In addition to maximizing the NPV, we must attend to a number of restrictions involving the wells placed in the reservoir. Each well should have a length not bigger than a pre-specified value. Additionally, every pair of wells should obey a minimal separation distance. Finally, there are regions of the reservoir that should not have any wells. This work will call them no-well regions.

3 Methodology

This section presents a formulation of the optimization as an integer programming problem. It presents two algorithms to solve this problem: a conventional genetic algorithm and a cellular genetic algorithm.

3.1 Mathematical Formulation

This model uses six integer variables to represent the discrete coordinates of two blocks wherein the well ends reside. Furthermore, the model also has one binary integer to indicate that a specific well exists and another binary integer to define the well type.
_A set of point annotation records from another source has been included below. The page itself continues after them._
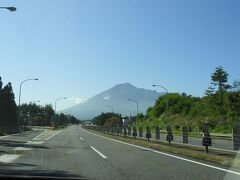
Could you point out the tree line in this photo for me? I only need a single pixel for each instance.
(13, 117)
(219, 107)
(8, 109)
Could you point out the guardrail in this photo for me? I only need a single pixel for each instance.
(204, 141)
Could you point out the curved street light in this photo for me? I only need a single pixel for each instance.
(110, 107)
(12, 9)
(56, 102)
(35, 102)
(133, 100)
(155, 85)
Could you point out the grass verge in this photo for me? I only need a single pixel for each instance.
(219, 157)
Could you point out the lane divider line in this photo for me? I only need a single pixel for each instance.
(39, 135)
(104, 157)
(166, 154)
(7, 158)
(22, 149)
(53, 135)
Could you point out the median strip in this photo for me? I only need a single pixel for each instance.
(191, 153)
(104, 157)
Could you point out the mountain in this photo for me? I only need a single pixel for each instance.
(117, 97)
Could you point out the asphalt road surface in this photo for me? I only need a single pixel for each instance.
(75, 152)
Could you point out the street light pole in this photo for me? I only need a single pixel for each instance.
(154, 85)
(12, 9)
(110, 107)
(129, 114)
(35, 102)
(20, 92)
(56, 102)
(135, 102)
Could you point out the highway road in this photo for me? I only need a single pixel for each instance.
(77, 153)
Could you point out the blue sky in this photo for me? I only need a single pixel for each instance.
(79, 48)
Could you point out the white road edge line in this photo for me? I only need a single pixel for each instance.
(53, 135)
(39, 135)
(177, 157)
(104, 157)
(7, 158)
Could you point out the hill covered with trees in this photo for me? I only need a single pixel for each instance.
(220, 108)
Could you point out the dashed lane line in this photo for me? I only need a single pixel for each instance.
(166, 154)
(8, 158)
(104, 157)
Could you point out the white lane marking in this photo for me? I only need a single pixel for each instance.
(34, 142)
(104, 157)
(4, 136)
(39, 135)
(53, 135)
(22, 149)
(8, 158)
(173, 156)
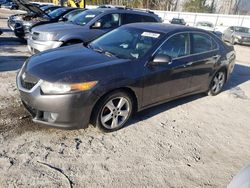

Let \(\bar{i}\), \(\bar{j}\), \(\bar{k}\), \(\underline{i}\), \(\underline{j}\), \(\underline{k}\) denote, respectively, the \((i, j, k)\) coordinates of the initial block and the \((i, j, k)\) coordinates of the final block of the well. Let \(a\) denote the activation bit and \(\tau \) denote the well type. If N is the maximum allowed wells count, then the decision vector \(\mathbf {x}\) is:

$$\begin{aligned} \mathbf {x} =\,&\big (a_1, a_2, \ldots , a_N, \nonumber \\&\bar{i}_1, \bar{j}_1, \bar{k}_1, \underline{i}_1, \underline{j}_1, \underline{k}_1, \tau _1, \nonumber \\&\bar{i}_2, \bar{j}_2, \bar{k}_2, \underline{i}_2, \underline{j}_2, \underline{k}_2, \tau _2, \,\ldots , \nonumber \\&\bar{i}_N, \bar{j}_N, \bar{k}_N, \underline{i}_N, \underline{j}_N, \underline{k}_N, \tau _N \big ) \end{aligned}$$
(1)

where the numeric subscripts indicate the index of the well. For simplicity, we write \(w_k = (\bar{i}_k, \bar{j}_k, \bar{k}_k, \underline{i}_k, \underline{j}_k, \underline{k}_k, \tau _k)\) and then the Eq. (1) reads:

$$\begin{aligned} \mathbf {x} = \big (a_1, a_2, \ldots , a_N, w_1, w_2, w_N \big ). \end{aligned}$$
(2)

The objective function is defined over all values of \(\mathbf {x}\). The relative order of the wells in Eq. (1) is not relevant, that is, the NPV depends only on the values of the wells position, its types, and activation bits. Therefore, if, for example,\(\mathbf {x}^{\prime } = (a_2, a_1, \ldots , a_N, w_2, w_1, \ldots , w_N)\) and f is the objective function, then \(f(\mathbf {x}) = f(\mathbf {x}^{\prime })\). Hence, there is a large number of points in the problem domain with the same evaluation, which might lead to many different optimal solutions that actually represent the same physical solution. Moreover, since it is interesting to apply genetic algorithms, the redundancy in the problem domain makes the search space unnecessarily large, so the algorithm tends to converge much slower to a relevant solution.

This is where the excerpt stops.